Pyruvate kinase deficiency is an inherited metabolic condition affecting the glycolytic pathway.

The glycolytic pathway is present in all cells but is particularly vital in red blood cells where it is the main route to ATP production in the absence of mitochondria. When this pathway is interrupted, red blood cells distort and are removed from the circulation, leading to haemolytic anaemia.

Prevalence of pyruvate kinase deficiency, estimated from gene frequency, is thought to be 1 in 20,000 people, although the clinically observed frequency is far lower than this.1

Pyruvate kinase deficiency affects men and women equally and has been noted to be more prevalent in Europe, although this may be due to underdiagnosis and misdiagnosis of this rare disease.2


Aetiology

Most cases of pyruvate kinase deficiency are inherited in an autosomal recessive manner.

Autosomal dominant inheritance has occasionally been seen and compound heterozygotes (patients heterozygous for two different PKLR mutations) have been reported.

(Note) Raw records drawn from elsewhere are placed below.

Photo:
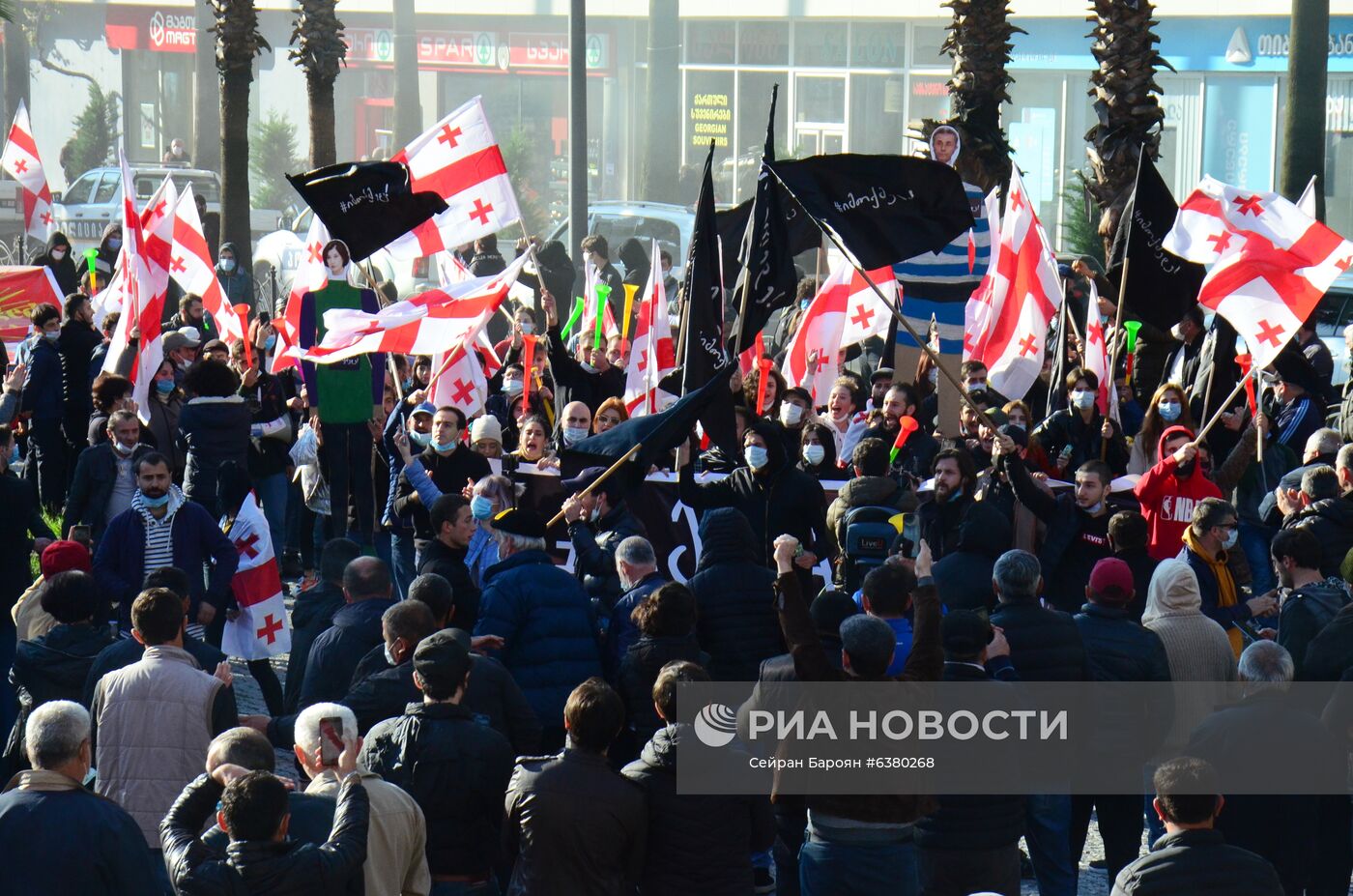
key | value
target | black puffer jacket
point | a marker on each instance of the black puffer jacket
(51, 668)
(311, 616)
(214, 430)
(969, 821)
(284, 868)
(595, 544)
(1197, 862)
(1045, 645)
(639, 670)
(456, 770)
(697, 844)
(1330, 520)
(736, 621)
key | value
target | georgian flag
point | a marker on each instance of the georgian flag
(845, 311)
(425, 324)
(459, 159)
(20, 161)
(652, 356)
(1007, 318)
(1271, 261)
(310, 275)
(261, 629)
(191, 268)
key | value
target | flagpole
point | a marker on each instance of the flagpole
(896, 313)
(599, 479)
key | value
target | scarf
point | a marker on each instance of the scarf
(1226, 594)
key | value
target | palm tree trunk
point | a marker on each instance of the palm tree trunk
(408, 108)
(234, 165)
(321, 92)
(659, 164)
(206, 107)
(1303, 134)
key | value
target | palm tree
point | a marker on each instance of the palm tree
(1126, 104)
(318, 47)
(980, 43)
(239, 41)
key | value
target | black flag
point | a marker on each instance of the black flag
(1161, 286)
(801, 233)
(883, 209)
(704, 356)
(365, 205)
(656, 433)
(767, 280)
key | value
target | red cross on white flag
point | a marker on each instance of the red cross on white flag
(191, 268)
(20, 161)
(845, 311)
(261, 629)
(459, 159)
(1271, 261)
(1007, 318)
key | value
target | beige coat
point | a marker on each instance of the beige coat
(396, 835)
(153, 731)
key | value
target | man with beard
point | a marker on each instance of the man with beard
(954, 506)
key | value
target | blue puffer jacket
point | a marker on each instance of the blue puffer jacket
(736, 624)
(545, 621)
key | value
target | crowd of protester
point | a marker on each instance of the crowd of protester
(467, 715)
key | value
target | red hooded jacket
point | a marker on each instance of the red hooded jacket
(1167, 499)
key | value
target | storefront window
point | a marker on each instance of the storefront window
(878, 44)
(877, 119)
(709, 43)
(763, 43)
(820, 43)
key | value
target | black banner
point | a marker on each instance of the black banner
(1161, 286)
(883, 209)
(365, 205)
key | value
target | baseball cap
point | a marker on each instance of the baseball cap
(517, 521)
(1111, 580)
(486, 426)
(64, 557)
(442, 661)
(964, 632)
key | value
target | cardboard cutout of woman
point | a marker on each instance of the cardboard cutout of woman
(344, 396)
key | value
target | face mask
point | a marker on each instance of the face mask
(155, 503)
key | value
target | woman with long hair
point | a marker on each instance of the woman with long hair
(1167, 408)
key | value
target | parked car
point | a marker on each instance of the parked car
(283, 249)
(94, 200)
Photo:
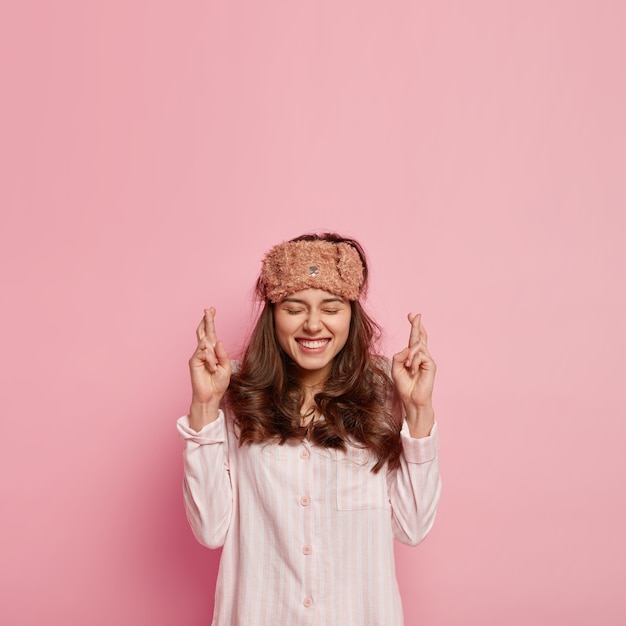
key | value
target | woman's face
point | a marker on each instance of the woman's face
(312, 327)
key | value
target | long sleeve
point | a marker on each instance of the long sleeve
(415, 487)
(207, 488)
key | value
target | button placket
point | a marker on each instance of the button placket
(307, 520)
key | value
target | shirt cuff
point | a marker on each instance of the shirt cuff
(420, 450)
(215, 432)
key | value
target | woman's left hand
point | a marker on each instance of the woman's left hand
(413, 373)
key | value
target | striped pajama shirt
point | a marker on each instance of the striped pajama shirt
(307, 532)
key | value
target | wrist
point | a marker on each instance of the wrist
(202, 413)
(420, 419)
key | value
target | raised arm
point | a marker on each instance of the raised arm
(413, 373)
(210, 370)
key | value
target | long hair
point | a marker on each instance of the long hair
(358, 400)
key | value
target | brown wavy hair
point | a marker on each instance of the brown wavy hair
(358, 400)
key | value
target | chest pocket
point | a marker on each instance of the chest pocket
(357, 487)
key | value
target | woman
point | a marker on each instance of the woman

Pyruvate kinase deficiency can be acquired, either secondary to other haematological conditions, such as acute leukaemia or refractory sideroblastic anaemia, or as an adverse effect to chemotherapeutic agents.

Pathophysiology

Pyruvate kinase deficiency arises due to a variety of mutations in the protein kinase isoenzymes (PKLR) gene.

PKLR is expressed in red blood cells (RBC) and catalyses the final reaction in the glycolysis pathway, converting phosphoenolpyruvate into pyruvate and phosphorylating ADP to make ATP (Figure 1).

The glyclolysis pathway and the role of pyruvate kinase
Figure 1. Final reaction of the glycolysis pathway, producing pyruvate and ATP, catalysed by pyruvate kinase.3

This mutation causes loss of enzymatic function, so red blood cells can no longer produce ATP from glycolysis. Without ATP, the membrane transporter sodium-potassium adenosine triphosphatase slows down, reducing ion influx into the cell.

The cell becomes hypotonic, so water leaves the cell down the osmotic gradient, causing the cell structure to shrink and distort. Damaged red blood cells are removed from the circulation by the reticuloendothelial system, which removes cells quicker than they can be produced, resulting in haemolytic anaemia.

Premature red blood cells, called reticulocytes, are released from the strained bone marrow tissue in response to increased RBC destruction.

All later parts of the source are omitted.